The main ingredient in marijuana is THC; its main role is to impact endocannabinoid receptors. According to the Journal of Neuroscience, when THC targets the receptors, it alters the normal activity in the brain. The specific areas affected are ones that impact rational thinking, judgement and memory. Columbia University reports that individuals in the prodromal (period between initial stages and fully developed illness) may experience an initial onset of the schizophrenia through marijuana or cocaine use.

Recent research in the journal Molecular Psychiatry suggests that having schizophrenia can lead to someone smoking weed.
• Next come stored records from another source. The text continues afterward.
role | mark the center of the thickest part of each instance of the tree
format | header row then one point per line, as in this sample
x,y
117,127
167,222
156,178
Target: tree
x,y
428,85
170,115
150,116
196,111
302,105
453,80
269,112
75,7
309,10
Researchers believe the genes that predispose an individual to enjoying weed might also predispose someone to developing schizophrenia. Researchers often argue that smoking Marijuana worsens schizophrenia and self-medicating can make it worse.

25% of all adults in the United States have a mental illness

Depression and Alcohol

Depression, or a major depressive disorder, is a mood disorder that causes people to feel a persistent sense of sadness and hopelessness. It is a biological thing, as people with depression have brains that are wired differently than those who don’t. Depression is accompanied also by feelings of lethargy and apathy, which comes from the neurological component of the disease.

For a long time, researches have noticed a tangible link between alcohol and depression. The National Institute of Health reports that 30 to 50 percent of people with alcohol issues (at any given time) also suffer from a major depressive disorder. Oddly enough, alcohol is a depressant, but it acts like a stimulant.

Unfortunately, because alcohol is a depressant, it can make people’s preexisting depression even worse—plunging them deeper into the depths of despair.